Understanding the implementation of Euclid's Algorithm for GCF in Python

Question

Euclid's Algorithm for GCF of two numbers is: GCF(a, b)=GCF(b, a mod b). I have seen this implemented in Python as follows:

def gcf(a, b):
    return b and gcf(b, a%b) or a

I don't understand how to parse this function or specifically how boolean logic is applied to integers. For example, gcf(42, 56) = 14. When I walk through it, I see that eventually the recursive part returns zero. I follow that 0 or n == n and 0 and n == 0. However, once I have a pair of non-zero integers being compared with and/or logic, I don't understand what happens and why.

Can someone walk me through this function?

Answer 1

Python boolean operators 'or' and 'and' don't return boolean values. They return one of the values they are comparing.

0 or n - returns n

0 and n - returns 0

a and b or c is just a trick to implement the (a ? b : c) syntax in C.

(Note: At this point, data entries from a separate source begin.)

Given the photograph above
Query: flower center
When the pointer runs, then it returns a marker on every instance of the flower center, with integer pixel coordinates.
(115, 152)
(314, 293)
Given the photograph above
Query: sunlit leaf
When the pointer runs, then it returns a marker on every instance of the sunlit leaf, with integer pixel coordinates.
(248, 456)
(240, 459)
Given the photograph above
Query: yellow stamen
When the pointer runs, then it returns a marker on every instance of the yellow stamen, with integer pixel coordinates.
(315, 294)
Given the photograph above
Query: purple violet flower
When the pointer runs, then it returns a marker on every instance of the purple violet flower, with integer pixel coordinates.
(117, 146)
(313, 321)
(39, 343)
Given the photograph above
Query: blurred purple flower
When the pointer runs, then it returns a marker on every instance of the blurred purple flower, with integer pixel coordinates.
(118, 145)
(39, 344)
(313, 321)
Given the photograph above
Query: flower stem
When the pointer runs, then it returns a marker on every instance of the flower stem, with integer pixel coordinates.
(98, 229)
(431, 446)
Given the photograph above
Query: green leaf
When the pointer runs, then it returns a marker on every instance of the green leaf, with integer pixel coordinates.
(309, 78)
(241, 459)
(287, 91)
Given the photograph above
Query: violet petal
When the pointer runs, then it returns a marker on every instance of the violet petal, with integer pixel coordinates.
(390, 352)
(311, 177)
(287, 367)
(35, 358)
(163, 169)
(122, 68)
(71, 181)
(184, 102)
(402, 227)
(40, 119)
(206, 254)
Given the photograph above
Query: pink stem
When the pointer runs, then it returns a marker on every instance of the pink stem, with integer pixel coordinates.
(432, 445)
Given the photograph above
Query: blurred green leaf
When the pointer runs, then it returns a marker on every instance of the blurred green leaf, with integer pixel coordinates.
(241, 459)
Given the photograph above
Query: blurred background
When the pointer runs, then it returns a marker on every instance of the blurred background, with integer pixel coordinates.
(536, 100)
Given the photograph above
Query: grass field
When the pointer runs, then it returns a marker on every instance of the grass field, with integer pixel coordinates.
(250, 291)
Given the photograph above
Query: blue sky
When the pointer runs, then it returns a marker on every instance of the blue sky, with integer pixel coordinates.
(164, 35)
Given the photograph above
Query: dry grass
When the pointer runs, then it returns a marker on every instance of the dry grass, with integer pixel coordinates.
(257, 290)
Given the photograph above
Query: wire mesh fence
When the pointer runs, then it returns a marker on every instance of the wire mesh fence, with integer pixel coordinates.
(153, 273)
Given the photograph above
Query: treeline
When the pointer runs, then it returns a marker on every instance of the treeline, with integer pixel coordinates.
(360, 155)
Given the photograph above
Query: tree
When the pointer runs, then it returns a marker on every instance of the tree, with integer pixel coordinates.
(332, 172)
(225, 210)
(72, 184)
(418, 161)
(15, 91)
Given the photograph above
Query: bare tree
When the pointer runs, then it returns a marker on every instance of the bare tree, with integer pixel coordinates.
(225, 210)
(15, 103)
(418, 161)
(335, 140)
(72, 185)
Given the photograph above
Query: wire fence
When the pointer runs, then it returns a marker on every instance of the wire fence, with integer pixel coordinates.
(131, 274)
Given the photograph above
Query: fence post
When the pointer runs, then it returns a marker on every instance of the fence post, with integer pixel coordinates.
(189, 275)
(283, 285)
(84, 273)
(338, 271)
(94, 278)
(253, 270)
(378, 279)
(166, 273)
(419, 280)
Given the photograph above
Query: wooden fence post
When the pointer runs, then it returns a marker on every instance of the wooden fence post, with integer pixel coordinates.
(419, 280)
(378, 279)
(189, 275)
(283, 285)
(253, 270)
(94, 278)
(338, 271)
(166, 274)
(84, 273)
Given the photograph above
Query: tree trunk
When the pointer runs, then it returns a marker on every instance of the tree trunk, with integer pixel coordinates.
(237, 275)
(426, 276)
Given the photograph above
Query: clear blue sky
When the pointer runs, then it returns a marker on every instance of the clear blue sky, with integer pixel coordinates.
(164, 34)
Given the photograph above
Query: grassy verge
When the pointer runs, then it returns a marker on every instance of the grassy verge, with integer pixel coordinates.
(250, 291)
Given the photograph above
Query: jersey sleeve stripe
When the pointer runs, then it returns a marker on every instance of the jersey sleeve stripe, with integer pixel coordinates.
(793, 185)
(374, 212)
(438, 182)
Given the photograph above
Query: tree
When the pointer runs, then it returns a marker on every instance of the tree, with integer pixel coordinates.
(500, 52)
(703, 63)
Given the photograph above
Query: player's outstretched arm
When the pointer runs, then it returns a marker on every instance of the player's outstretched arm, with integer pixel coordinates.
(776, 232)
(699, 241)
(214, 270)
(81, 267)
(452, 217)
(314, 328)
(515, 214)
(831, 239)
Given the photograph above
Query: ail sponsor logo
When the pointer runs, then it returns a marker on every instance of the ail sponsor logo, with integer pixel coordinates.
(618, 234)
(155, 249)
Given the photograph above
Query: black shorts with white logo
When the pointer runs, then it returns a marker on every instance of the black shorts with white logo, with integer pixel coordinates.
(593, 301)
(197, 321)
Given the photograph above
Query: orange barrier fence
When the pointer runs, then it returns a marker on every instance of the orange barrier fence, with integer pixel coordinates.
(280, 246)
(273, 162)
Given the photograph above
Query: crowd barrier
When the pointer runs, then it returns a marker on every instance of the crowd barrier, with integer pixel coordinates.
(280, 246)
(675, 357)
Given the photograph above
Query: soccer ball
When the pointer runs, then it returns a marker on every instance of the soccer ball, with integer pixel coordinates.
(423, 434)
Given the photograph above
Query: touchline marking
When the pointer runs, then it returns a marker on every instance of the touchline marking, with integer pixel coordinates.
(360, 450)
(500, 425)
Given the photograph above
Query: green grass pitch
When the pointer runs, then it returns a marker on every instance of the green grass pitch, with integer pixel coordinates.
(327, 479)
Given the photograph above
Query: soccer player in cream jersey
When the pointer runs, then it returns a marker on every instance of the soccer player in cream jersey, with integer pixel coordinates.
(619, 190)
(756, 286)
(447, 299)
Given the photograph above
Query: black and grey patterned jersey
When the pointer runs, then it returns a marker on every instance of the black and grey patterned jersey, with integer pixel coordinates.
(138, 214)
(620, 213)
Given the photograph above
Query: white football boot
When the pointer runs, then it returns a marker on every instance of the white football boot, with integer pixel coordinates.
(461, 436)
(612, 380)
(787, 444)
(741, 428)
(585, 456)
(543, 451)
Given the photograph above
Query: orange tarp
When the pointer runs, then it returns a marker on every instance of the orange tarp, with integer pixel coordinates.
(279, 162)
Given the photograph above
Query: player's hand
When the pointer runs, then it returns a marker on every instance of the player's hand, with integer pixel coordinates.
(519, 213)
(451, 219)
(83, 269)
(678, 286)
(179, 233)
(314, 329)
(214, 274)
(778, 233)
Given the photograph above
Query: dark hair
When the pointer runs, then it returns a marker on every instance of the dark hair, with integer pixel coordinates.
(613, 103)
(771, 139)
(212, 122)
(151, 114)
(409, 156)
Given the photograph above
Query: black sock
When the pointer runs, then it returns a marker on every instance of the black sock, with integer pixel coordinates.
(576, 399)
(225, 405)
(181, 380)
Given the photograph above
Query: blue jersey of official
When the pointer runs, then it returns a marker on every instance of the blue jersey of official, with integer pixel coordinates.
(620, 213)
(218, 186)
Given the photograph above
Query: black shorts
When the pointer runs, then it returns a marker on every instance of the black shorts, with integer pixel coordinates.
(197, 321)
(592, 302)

Read section 4.6 of Dive into Python for a great description of python's boolean operations and this trick.

Answer 2

In your case, the call stack will look like this:

gcf(42, 56)
gcf(56, 42) // since b was non-zero, will recurse and pass 42 % 56 (=42) as second arg
gcf(42, 14) // since b was non-zero, will recurse and pass 56 % 42 (=14) as second arg
gcf(14, 0) // since b was non-zero, will recurse and pass 42 % 14 (=0) as second arg
return a // since b was zero, will just return a (14)

This will pop all the way to the top. In python, the and will return the number and not a boolean, which is why popping up returns the result and not a 1/true.